As the saying goes, “You can’t squeeze blood from a turnip.” And with regard to creditors, they can’t take what you don’t have. Therefore, there are some unique situations where sitting idle and *doing nothing* (at least in the short term) might be the way to go.

Here are two examples …

Example #1:

Let’s say you’re presently unemployed and you have few or no assets to your name. Thus, there’s no wage for a creditor to garnish and there’s no car or property for them to seize. A creditor could huff and puff and do their best to intimidate you, but if you find yourself in a situation like this there’s not a whole lot that a creditor could do to you to really hurt you financially.

Example # 2:

Let’s say you’re retired and your only source of income is a pension or social security check. In most cases, this type of income is off limits to creditors. But what if you’re a homeowner? Ok, fine. A creditor could sue you and get a judgment against you, then they could attach a lien to your house. But they won’t get any money from you unless you sell your home. So if you don’t plan on moving any time soon, that lien could sit there for *years* before the creditor collects a dime.

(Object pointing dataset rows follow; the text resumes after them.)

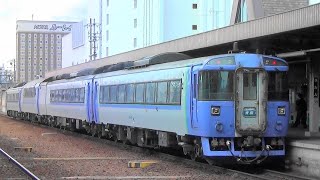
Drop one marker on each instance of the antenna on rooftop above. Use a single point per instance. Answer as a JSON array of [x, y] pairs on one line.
[[235, 48]]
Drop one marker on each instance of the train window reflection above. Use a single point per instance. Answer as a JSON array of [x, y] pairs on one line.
[[278, 89], [215, 85], [139, 93], [174, 92], [122, 92], [249, 86], [162, 92], [113, 94], [129, 90], [150, 88]]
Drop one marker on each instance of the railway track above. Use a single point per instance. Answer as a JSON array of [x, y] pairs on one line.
[[19, 165], [264, 174]]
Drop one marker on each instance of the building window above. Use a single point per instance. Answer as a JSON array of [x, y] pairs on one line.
[[135, 4], [135, 23], [194, 27], [135, 42], [194, 6]]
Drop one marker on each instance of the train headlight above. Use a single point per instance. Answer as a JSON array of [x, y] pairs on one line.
[[215, 110], [281, 111]]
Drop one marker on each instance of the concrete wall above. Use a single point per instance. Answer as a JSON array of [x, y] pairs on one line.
[[278, 6], [304, 159]]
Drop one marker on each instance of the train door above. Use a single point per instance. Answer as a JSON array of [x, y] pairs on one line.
[[89, 101], [20, 99], [251, 100], [95, 102], [37, 87], [194, 90]]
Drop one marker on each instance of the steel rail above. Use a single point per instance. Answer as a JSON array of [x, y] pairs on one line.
[[175, 158], [25, 170]]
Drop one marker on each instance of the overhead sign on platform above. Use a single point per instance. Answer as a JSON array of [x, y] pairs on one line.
[[315, 87]]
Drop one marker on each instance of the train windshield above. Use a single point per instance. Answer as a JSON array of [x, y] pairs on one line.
[[215, 85], [278, 89]]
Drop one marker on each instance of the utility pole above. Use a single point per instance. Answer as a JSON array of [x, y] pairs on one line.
[[14, 70], [93, 36]]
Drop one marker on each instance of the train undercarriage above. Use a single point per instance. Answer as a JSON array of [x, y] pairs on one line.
[[192, 146]]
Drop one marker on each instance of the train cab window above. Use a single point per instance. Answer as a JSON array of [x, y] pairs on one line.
[[215, 85], [129, 93], [104, 94], [278, 89], [250, 86], [162, 91], [150, 91], [122, 93], [139, 93], [174, 92], [113, 94], [82, 95]]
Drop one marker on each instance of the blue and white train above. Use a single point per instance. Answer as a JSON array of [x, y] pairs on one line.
[[217, 107]]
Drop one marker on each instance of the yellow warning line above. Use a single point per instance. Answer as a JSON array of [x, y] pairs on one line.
[[80, 158], [23, 148]]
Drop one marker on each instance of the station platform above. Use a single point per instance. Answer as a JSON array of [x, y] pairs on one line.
[[303, 152]]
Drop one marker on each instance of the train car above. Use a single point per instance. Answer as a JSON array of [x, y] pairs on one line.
[[231, 105], [13, 101], [68, 101], [219, 107], [29, 99]]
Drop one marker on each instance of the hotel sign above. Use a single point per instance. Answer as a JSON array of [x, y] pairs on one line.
[[45, 27], [54, 27]]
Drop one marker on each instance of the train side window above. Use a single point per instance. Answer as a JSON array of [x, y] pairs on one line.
[[129, 93], [150, 91], [82, 94], [139, 93], [72, 95], [162, 91], [63, 99], [122, 93], [113, 94], [174, 92], [101, 94], [195, 86], [105, 94]]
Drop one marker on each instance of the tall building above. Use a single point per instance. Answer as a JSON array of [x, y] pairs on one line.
[[39, 47], [131, 24]]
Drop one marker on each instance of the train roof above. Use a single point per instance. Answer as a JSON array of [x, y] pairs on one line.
[[33, 83]]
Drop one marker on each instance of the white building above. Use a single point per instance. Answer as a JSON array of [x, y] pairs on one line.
[[39, 47], [131, 24]]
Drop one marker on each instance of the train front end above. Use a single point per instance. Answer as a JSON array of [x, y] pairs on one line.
[[242, 107]]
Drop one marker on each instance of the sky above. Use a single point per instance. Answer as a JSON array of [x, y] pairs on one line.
[[42, 10]]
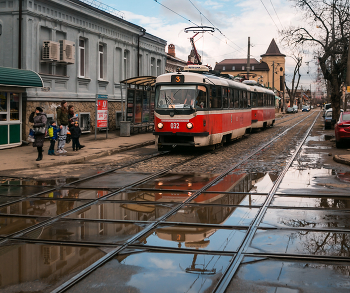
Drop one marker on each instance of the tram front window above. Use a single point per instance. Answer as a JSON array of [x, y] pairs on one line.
[[184, 97]]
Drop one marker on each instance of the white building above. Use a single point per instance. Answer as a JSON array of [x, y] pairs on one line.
[[79, 51]]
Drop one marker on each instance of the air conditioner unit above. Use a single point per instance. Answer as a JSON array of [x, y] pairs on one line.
[[67, 51], [51, 51]]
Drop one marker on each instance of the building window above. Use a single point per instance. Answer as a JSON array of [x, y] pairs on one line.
[[153, 66], [158, 67], [101, 59], [82, 59], [126, 64]]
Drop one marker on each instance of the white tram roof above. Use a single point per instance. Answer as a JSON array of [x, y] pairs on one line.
[[192, 77]]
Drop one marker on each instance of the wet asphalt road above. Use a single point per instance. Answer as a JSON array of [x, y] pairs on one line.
[[301, 245]]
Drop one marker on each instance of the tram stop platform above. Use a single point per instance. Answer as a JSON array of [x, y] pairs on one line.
[[24, 157]]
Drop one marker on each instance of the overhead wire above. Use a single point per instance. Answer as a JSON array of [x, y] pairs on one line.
[[214, 25], [276, 14], [269, 14]]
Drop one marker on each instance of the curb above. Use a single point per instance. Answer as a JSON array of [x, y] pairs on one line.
[[83, 159], [341, 160]]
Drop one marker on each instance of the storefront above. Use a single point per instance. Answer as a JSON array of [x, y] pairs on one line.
[[13, 83], [139, 101]]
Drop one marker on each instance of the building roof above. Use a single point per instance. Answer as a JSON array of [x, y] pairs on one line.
[[238, 63], [19, 78], [273, 50]]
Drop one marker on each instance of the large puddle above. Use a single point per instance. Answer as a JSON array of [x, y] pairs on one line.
[[257, 275], [156, 272], [41, 268]]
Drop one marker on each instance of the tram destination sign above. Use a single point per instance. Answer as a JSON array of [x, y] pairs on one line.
[[177, 78]]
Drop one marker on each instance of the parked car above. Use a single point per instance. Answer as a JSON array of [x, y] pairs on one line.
[[290, 110], [328, 119], [342, 129]]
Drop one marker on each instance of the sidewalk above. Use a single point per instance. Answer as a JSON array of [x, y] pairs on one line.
[[24, 157]]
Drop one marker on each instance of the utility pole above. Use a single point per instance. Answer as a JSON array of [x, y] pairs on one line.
[[273, 75], [248, 59]]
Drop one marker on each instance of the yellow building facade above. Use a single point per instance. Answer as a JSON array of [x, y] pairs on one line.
[[269, 71]]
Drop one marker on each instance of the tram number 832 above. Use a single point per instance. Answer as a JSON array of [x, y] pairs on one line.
[[174, 125]]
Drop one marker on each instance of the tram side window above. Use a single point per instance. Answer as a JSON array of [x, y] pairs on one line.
[[201, 100], [224, 97], [254, 100], [245, 102], [240, 99], [215, 97], [236, 99], [260, 100], [230, 98]]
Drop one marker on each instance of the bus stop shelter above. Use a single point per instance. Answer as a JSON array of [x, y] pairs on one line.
[[139, 102]]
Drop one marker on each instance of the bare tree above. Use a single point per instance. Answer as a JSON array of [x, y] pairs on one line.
[[295, 80], [326, 28]]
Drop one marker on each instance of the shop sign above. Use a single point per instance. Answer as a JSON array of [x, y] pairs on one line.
[[102, 111]]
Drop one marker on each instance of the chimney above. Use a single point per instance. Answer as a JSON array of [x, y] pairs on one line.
[[171, 50]]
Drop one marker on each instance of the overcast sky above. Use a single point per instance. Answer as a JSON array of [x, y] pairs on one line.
[[236, 19]]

The concept we’re talking about here is being “judgment-proof”. Yes, it takes some intestinal fortitude, but ultimately your creditors can only do so much if there’s nothing there (financially) for them to go after.

Now please don’t take this the wrong way. I’m not suggesting that you deliberately do things to try and screw your creditors out of the money that you rightfully owe them. Not at all.

But what I am saying is that if you’re going through a rough patch financially, there are some unique situations where you’ll temporarily be just fine by *doing nothing*, and it won’t cost you a dime. Certainly you are going to want to straighten things out eventually. But sometimes the best course of action in the immediate moment is simply to sit tight, remain calm and do nothing.

Naturally if you are *working* and/or you have some *assets* that creditors could go after, that’s a different story. In other words, if you are gainfully employed or you have assets that could be at risk you might need to actively pursue a solution to your present financial dilemma while you still have the opportunity to do so. (Translation: Don’t become a sitting target for your creditors.)

In most cases you will need to be proactive and take action to solve any financial challenges you are faced with. However, as described above, there are some unique situations where you’ll be just fine by doing nothing.

The Effect Of Difficult Economic Times And Its Impact On Debt Settlement

During the past couple weeks, numerous people (both clients and colleagues) have posed the following question to me:

With the U.S. and global financial markets presently experiencing a lot of stress and turmoil, how do you think that’s going to affect credit card companies’ willingness to settle for less than full balance on delinquent accounts? 

At first glance you might be tempted to say, “Gee, in difficult economic times with so many people struggling financially and unable to pay their bills, credit card companies would probably be very eager to accept just about anything they could collect.” However, my experience actually suggests just the opposite.

What I’m saying is that when we are in a challenging or recessed economy, it is common for large financial institutions to actually be less willing to write off a substantial portion of the debt that you might owe just because profit margins aren’t what they used to be (when the economy was booming).  In other words, when profit margins are down they just can’t be as generous in writing off large amounts of debt.

Now that’s not to say that you still can’t obtain settlements for less than full balance on delinquent accounts when we’re in a tough economy. Quite the contrary. It’s just that you might have to work a little harder because creditors might put up more resistance than usual because their coffers are not as full and there’s less margin for error. When the economy rebounds, it’ll more than likely return to business as usual.

Just my opinion and observation after working in this industry for over 12 years.